Let’s take the Air Force as an example. A fiscal year 2018 CR sustains the smallest and oldest Air Force in its’ 70-year history, in the face of increasing threats and demands for aerospace power around the globe.

A CR bars the start of critical new Air Force air, space and cyber programs, services and training. As a former Air Force budget director and vice Chief of Staff, I can tell you this lack of budgetary stability hurts military readiness, morale, and is a colossal waste of taxpayer dollars. In short, the inability for Congress to pass appropriations puts our nation at risk. And this is a self-inflicted wound.

Former Defense Secretary Ash Carter put it well: “The lack of stability represents one of the single biggest strategic risks to our enterprise at DoD. It undercuts stable planning and the efficient use of taxpayer dollars, often in ways taxpayers can’t even see. It baffles our friends and emboldens our foes. It’s managerially and strategically unsound, and it’s unfairly dispiriting to our troops, to their families and our workforce. It’s inefficient for our defense industry partners too.”

Recently, Senate Armed Services Committee leaders John McCain and Jack Reed warned that the military is ready to lose billions of dollars in funding under the current 90-day spending measure. “In practice, this will result in billions of dollars in cuts to the defense budget from last year’s level—cuts that the Department of Defense can ill afford at a time of diminished readiness, strained modernization, and increasing operations,” they noted.

“The last several years our senior military and civilian leaders have come to the Senate Armed Services Committee and asked for the same thing, that our Congress provide stable, predictable funding, and that we provide it on time. Is that a lot to ask?” McCain wondered.

F-16s and F-35 at RAF Lakenheath

Lest I forget, I haven’t even touched on sequestration, which would rip $15 billion from the Air Force’s budget. If our congressional leaders don’t kill sequestration once and for all, the Air Force pilot shortage won’t matter much because airplanes will be grounded.

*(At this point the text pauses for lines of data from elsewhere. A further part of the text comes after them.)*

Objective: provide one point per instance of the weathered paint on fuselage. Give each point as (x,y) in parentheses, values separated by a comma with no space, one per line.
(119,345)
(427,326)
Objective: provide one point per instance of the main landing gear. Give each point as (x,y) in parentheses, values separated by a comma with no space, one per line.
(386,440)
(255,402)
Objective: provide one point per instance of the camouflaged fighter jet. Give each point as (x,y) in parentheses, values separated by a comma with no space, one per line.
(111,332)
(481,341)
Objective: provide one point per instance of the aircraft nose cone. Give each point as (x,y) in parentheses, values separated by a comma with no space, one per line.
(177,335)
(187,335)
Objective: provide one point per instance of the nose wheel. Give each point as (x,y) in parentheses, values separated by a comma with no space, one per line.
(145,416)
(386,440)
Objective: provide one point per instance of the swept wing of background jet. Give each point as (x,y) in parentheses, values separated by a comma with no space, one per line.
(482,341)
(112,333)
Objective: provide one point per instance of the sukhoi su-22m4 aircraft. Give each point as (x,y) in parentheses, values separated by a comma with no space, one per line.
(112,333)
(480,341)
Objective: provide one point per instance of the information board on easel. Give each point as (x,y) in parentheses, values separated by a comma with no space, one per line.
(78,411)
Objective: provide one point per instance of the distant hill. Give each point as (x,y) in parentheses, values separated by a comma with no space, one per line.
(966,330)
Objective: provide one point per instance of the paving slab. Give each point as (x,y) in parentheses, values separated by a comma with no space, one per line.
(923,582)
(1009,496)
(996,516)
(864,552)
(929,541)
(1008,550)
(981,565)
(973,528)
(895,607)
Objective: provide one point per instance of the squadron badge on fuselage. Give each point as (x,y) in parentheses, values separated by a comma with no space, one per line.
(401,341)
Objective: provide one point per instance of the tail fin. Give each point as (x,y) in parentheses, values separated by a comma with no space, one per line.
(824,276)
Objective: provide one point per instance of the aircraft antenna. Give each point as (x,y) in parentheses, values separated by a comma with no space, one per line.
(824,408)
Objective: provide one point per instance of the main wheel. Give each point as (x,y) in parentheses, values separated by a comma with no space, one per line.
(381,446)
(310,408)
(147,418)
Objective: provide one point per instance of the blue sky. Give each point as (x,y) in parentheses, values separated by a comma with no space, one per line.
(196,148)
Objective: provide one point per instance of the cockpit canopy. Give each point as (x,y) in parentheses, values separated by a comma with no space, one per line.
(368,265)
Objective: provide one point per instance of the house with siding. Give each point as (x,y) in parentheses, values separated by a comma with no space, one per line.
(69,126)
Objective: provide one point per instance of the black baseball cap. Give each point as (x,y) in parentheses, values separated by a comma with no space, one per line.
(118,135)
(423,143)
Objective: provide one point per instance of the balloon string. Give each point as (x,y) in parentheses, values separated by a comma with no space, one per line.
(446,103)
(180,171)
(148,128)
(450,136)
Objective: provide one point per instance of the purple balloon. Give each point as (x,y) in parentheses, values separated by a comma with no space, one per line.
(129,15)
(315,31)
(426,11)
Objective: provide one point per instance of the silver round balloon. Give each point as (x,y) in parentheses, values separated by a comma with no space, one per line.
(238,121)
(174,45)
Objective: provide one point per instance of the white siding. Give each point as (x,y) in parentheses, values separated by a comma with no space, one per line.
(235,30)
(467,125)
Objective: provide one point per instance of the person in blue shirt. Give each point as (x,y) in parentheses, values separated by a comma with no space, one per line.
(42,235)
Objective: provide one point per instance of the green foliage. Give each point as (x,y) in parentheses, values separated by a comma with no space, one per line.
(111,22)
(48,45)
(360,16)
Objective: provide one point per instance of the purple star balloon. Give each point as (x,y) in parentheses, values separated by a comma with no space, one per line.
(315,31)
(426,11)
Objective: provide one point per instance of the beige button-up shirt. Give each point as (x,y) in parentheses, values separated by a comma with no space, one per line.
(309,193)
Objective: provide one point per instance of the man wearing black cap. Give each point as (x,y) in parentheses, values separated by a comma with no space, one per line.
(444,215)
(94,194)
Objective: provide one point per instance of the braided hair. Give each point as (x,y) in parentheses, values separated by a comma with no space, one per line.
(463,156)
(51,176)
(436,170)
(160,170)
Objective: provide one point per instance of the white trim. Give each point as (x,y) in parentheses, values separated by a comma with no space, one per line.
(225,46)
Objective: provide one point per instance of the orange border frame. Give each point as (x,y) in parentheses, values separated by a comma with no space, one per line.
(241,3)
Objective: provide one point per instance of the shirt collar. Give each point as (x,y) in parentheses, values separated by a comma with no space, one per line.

I heard a lot of news coverage this past weekend on a myriad of topics. Top among those topics was respect for our flag. While we debated the virtues of whether athletes should kneel or lock arms during games, I didn’t hear one commentary that acknowledged we are a nation at war in the Middle East. War drums are beating over North Korea but the news cycle was focused on dueling tweets.

America needs to wake up! Our country has serious challenges.  We need a strong military to protect those freedoms we hold dear. My grandfather and father served in the military to protect and defend our way of life so that I could live free. I served 44 years in the military so my children and grandchildren could enjoy the American dream.

Lawmakers need to stop this piecemeal approach to one of its most sacred responsibilities—protecting the United States and its’ interests.

A recent Gallup poll showed Congress’ approval rating at 11 percent.  I sometimes wonder what those 11 percent are thinking!